One would say some of the choices for his subjects are controversial. The pictures span from De Klerk to George “Kortboy” Mpalweni, the leader of the Americans gang in Sophiatown. 

But the photojournalist in him retorts: “Look, the subtitle of my exhibition is ‘historiography of the newsmakers.’ I’m a scholar/historian. My task is to record history and not to judge. De Klerk’s role in the ending of apartheid cannot be expunged. It was under his presidency that official apartheid was ended and the liberation movement unbanned which, in turn, set the country on a path to democracy. 

“In the same vein, one can argue that a figure like Kortboy is also controversial. I mean he was the leader of the Americans gang in Sophiatown, right? Should I have ignored him?”

I put it to him that it was almost expected that he would snap fellow photographers in the process, for instance, legendary photographer Alf Khumalo. Was it some sense of duty to the profession?

“No. I didn’t feel duty-bound. No other photographer has documented the Mandela family like Alf Khumalo — from the days the former president was still a lawyer in Johannesburg to the days he was released in the 1990s. Khumalo also photographed Winnie Mandela when she was banished in Brandfort in the Free State. In fact, he wrote several books on these experiences. 

“He also documented the history of South Africa including events such as June 16. I picked him on merit solely for the role he played in documenting our country’s history. Khumalo was also personal friends with the Mandelas and Muhammad Ali, the greatest world boxing champion.”
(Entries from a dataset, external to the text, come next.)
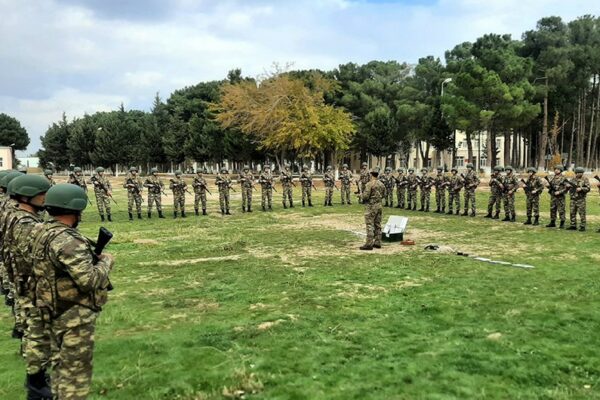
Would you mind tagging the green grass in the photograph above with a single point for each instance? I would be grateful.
(282, 305)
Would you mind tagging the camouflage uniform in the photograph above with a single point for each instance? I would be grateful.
(70, 287)
(178, 186)
(346, 184)
(287, 189)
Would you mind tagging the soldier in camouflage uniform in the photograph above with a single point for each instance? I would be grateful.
(455, 184)
(178, 186)
(266, 186)
(412, 185)
(471, 181)
(533, 189)
(155, 189)
(511, 185)
(134, 185)
(440, 182)
(579, 187)
(103, 192)
(306, 183)
(329, 183)
(199, 185)
(70, 284)
(557, 190)
(29, 191)
(247, 184)
(223, 182)
(496, 190)
(372, 197)
(346, 184)
(401, 183)
(287, 185)
(77, 178)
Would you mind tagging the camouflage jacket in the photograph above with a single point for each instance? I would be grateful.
(66, 271)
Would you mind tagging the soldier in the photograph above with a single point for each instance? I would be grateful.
(247, 184)
(412, 183)
(29, 191)
(372, 197)
(557, 190)
(103, 192)
(533, 189)
(200, 188)
(134, 185)
(346, 184)
(307, 185)
(48, 174)
(471, 181)
(329, 183)
(455, 184)
(70, 284)
(440, 182)
(155, 189)
(425, 183)
(266, 185)
(496, 190)
(578, 189)
(287, 184)
(223, 182)
(401, 183)
(77, 178)
(178, 186)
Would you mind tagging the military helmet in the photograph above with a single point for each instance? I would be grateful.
(66, 196)
(29, 185)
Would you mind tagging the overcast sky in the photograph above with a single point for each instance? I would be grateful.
(82, 56)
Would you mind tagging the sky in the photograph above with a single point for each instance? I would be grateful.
(82, 56)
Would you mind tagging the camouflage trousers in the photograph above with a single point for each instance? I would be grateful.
(266, 197)
(345, 193)
(470, 201)
(578, 207)
(72, 336)
(178, 202)
(373, 214)
(224, 199)
(533, 205)
(495, 200)
(557, 206)
(246, 197)
(440, 199)
(287, 194)
(102, 202)
(134, 198)
(200, 197)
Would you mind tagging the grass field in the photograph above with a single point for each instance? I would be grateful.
(283, 305)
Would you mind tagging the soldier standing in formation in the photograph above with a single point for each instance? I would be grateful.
(557, 197)
(533, 189)
(247, 184)
(306, 182)
(440, 182)
(454, 185)
(346, 184)
(266, 186)
(103, 192)
(287, 185)
(134, 185)
(223, 182)
(178, 186)
(578, 189)
(199, 185)
(372, 198)
(471, 181)
(155, 189)
(329, 183)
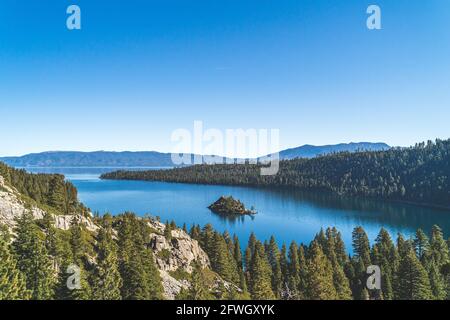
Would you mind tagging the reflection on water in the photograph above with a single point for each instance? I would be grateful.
(287, 214)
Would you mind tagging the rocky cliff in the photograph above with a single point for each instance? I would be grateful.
(174, 257)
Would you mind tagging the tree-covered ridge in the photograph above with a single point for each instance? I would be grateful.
(50, 190)
(116, 262)
(413, 269)
(417, 174)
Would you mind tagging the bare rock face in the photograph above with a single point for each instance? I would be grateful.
(12, 207)
(177, 253)
(171, 285)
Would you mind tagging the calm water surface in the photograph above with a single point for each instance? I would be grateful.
(288, 215)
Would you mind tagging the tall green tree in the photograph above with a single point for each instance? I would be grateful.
(107, 281)
(319, 284)
(413, 281)
(260, 274)
(33, 259)
(12, 281)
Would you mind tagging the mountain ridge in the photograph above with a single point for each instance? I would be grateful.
(103, 158)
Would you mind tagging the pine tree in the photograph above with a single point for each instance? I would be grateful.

In an ideal scenario , the anecdotes should have been included in the captions of the pictures on the wall, which are mainly portraits. But Mawela chooses to source the bios of most of his subjects from the news sources on the net.

Jurgen Schadeberg, the German-born South African photographer and artist who covered Sophiatown in the 1950s, including the Defiance Campaign of 1952, is captured by Mawela in his photography lab with his tools of the trade. Schadeberg seems out of focus looking at the viewer through a magnifying glass, spotting a wry smile.

Late jazz maestro Barney Rachabane, who hails from Pimville (Mawela’s hometown), stands next to a mannequin that is “listening” to the serenading melodies out of his horn. 

Another interesting picture is that of the late Phillip Valentine Tobias, paleoanthropologist and professor emeritus at the University of the Witwatersrand. Tobias holds a hominid skull in a medical laboratory with a halo hovering above his head. He is not looking at the lens, his focus is on the exhibit in his hand. This no doubt places Tobias as an expert in his field of study. This is a deliberate positioning by the photographer.

Mawela is surprised that he got a space to exhibit at the Pretoria Art Museum recently. But if you take the angle of photography to mean “painting with light” then no eyebrows can be raised. Like an artist the photographer makes aesthetic choices to appeal to the viewer. 

The exhibition is partly sponsored by the National Arts Council and the City of Johannesburg.


The Names in Uphill Letters exhibition is on at Workers’ Museum in Newtown, Johannesburg, until 29 July, Tuesdays to Sundays from 9am to 5pm. For special guided tours, make an appointment through the Workers Museum on 52 Rahima Moosa Street, Newtown.